And what evangelicals can do about it
So it has finally gotten around to me. The great mass of hate germinating in the American hothouse has turned its attention to the Jews.
Mind you, it’s not unexpected. For the last decade or so the national conversation in the United States has been routinely interrupted by lurid claims (sometimes veiled, sometimes open) that some internal enemy was causing all our problems. Some group of insufficiently-American Americans was eating us from the inside. Lots of groups filled this niche: Mexican-Americans. Immigrants. Muslims. Black men. Black women. Trans people. Words first, then eventually killings: El Paso, Buffalo, Colorado Springs.
We know why this is happening: Modern media amplifies and connects like-minded groups of conspiracists and hate-mongers. They share DNA like viruses, strengthened by the silence of those in authority.

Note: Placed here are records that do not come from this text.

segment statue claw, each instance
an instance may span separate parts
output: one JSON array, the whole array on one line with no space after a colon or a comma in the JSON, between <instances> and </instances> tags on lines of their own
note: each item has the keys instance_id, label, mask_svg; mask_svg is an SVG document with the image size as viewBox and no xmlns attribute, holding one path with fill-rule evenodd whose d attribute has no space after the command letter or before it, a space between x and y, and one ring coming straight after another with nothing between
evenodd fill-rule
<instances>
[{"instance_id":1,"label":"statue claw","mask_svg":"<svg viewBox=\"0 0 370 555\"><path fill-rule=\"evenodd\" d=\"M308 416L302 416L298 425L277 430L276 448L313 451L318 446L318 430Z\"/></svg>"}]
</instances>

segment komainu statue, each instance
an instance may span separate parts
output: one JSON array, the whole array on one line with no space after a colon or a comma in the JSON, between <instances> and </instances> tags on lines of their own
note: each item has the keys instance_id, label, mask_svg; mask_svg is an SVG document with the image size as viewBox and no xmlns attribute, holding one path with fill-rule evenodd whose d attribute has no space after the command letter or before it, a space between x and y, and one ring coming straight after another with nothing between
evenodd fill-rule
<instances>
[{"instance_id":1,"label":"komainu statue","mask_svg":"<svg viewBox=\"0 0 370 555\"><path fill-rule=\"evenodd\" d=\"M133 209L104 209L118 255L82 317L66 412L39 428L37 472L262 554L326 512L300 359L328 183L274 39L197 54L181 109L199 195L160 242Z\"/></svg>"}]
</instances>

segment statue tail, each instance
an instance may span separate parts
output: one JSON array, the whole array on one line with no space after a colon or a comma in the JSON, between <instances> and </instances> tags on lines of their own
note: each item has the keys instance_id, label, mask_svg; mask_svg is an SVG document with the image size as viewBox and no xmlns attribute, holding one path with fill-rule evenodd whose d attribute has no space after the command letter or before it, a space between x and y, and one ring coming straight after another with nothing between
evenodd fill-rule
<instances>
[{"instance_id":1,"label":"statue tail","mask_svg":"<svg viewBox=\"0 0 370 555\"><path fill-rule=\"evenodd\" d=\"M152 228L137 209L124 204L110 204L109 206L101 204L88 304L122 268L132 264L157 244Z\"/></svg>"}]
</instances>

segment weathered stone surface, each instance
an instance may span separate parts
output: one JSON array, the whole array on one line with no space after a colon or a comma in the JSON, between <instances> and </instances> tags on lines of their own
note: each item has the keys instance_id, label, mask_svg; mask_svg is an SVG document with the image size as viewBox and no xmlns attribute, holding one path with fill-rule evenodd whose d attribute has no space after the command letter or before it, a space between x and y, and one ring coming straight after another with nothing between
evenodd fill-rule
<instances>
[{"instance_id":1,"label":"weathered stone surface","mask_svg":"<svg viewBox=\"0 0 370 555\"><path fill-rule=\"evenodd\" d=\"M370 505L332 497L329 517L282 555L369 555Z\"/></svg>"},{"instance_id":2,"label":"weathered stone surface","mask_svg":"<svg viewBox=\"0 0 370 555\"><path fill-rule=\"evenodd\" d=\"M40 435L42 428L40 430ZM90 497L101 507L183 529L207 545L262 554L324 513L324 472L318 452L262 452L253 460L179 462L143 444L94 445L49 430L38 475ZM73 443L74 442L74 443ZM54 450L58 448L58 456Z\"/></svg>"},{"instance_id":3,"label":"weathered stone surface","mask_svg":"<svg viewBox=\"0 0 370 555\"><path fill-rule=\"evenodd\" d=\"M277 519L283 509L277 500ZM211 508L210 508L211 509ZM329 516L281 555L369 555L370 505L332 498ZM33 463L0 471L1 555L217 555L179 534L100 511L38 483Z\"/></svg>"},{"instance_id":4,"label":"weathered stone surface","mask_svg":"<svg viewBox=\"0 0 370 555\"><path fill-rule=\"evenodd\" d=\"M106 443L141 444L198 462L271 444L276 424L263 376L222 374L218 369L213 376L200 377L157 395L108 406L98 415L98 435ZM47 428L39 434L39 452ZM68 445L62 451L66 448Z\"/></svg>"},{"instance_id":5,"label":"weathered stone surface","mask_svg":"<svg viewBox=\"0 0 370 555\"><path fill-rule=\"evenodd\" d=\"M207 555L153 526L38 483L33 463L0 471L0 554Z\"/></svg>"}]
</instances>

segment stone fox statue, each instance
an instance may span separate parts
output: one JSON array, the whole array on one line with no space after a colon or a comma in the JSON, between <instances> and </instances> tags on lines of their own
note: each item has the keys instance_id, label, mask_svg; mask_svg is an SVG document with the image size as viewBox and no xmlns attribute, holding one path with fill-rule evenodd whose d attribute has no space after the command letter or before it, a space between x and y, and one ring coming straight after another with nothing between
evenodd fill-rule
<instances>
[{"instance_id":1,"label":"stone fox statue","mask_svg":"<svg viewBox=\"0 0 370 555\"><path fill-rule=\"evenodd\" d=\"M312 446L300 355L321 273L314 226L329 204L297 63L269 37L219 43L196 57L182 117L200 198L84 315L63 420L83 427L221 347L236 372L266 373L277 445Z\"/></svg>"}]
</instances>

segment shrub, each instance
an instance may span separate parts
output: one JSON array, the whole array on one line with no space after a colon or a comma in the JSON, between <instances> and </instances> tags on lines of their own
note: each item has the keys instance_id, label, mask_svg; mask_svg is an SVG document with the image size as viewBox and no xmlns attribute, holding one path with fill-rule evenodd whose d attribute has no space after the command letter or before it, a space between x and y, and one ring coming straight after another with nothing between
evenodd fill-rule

Now hate has turned its many eyes to the Jews. As Bret Stephens writes, “The problem with conspiracy thinking is that one theory always leads to another—and the ultimate conspiracy theory, the secret to the secret to the secret, is that the Jews did it.”
You probably know what I’m talking about, but here’s the short version: Threats of violence against Jews and open displays of anti-Semitism have proliferated at an alarming rate over the last two months. It involves the usual suspects. In October Donald Trump attacked American Jews for not being appreciative of him, and urged them to get their act together “before it is too late!” Kanye West declared “DEATH CON 3 on the Jewish people”; he tweeted a swastika within a Star of David and went on record about Hitler’s “good points.” In the midst of these controversies, Trump and West decided to have dinner together and for good measure brought along Nick Fuentes, an open white supremacist, Nazi, and anti-Semite.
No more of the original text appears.